Ou seja, a partir do momento que você tem acesso físico à maquina, bastam alguns truques simples. Segurança local é igual chifre, é uma coisa que colocam na sua cabeça.
A única forma eficiente é usar algum sistema de arquivos com encriptação. Ainda não é 100% seguro, mas pelo menos vai dar mais trabalho. Infelizmente eles também possuem desvantagens, como perda de desempenho e uma certa dificuldade para fazer a configuração inicial.
O uso do sudo no Kurumin sacrifica uma falsa segurança em troca de uma maior facilidade de uso. Isso também diminui o numero de usuários rodando o sistema como root, o que abre problemas de segurança mais sérios. Se você tentar se logar como root na tela de login do Kurumin, vai receber uma mensagem “logins de root não são permitidos”, até que altere manualmente a opção no arquivo /etc/kde3/kdm/kdmrc
A minha idéia é que o usuário leigo passa instalar programas e usar os privilégios de root quando necessário, mas sem abrir programas como root todo o tempo. Sem isso, o que costuma acontecer é o usuário simplesmente ficar usando o root o tempo todo, isso é muito comum entre novos usuários do Slackware, Conectiva, etc. Acho que dos dois maus, o uso do sudo é o menor.

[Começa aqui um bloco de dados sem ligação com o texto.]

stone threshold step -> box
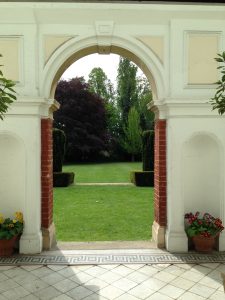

No Slackware por exemplo você pode simplesmente pressionar Enter três vezes durante a instalação para deixar a senha de root em branco (!), depois usar esta conta de root (ele não lhe dá a opção de adicionar um usuário não privilegiado durante a instalação e um usuário iniciante não vai saber como fazer isso depois), permitindo que qualquer engraçadinho se conecte na sua máquina como root via Internet através do servidor SSH que fica habilitado por default ao habilitar a categoria “N” durante a instalação.
Também não existe no Slackware nenhum script de configuração de firewall fácil de usar, tudo precisa ser feito manualmente, novamente uma coisa que um iniciante não sabe fazer. No final além de continuar logado como root, ele deixa o firewall desabilitado.
Apesar disso o Slackware é considerado uma das distribuições mais seguras, simplesmente por que presume-se que o usuário saiba o que está fazendo. Este é justamente o problema, o Kurumin é desenvolvido tendo em mente justamente os usuários iniciantes, que muitas vezes não sabem o que estão fazendo, que são freqüentemente ignorados por outras distribuições. A idéia é oferecer configurações default relativamente seguras, mas sem comprometer a facilidade de uso. Em alguns pontos é preciso impor algumas coisas, como obrigar o usuário a definir senhas durante a instalação, não deixar nenhum servidor habilitado por default e não permitir que o root seja usado para fazer login no KDE.
Depois que o usuário adquirir mais conhecimento, ele tem a chance de decidir se quer continuar usando o sudo ou não. O sudo pode ser desativado caso desejado, o que pode ser feito facilmente editando o arquivo /etc/sudoers ou clicando na opção do menu. Você pode criar outros usuários, etc. como em qualquer outra distribuição.
Quando falo sobre “segurança local” falo sobre a segurança contra danos causados por alguém que possua acesso físico ao micro, ou seja, tenha liberdade para usar o seu micro quando você não estiver. Não existe como impedir que alguém que está sentado na frente do seu micro faça alguma coisa errada, é perda de tempo, afinal se ele quiser mesmo causar algum dano, nada mais prático do que simplesmente enfiar o pé na CPU. Vai dar um prejuízo muito maior que qualquer comando de terminal e não requer nenhum tipo de conhecimento prévio.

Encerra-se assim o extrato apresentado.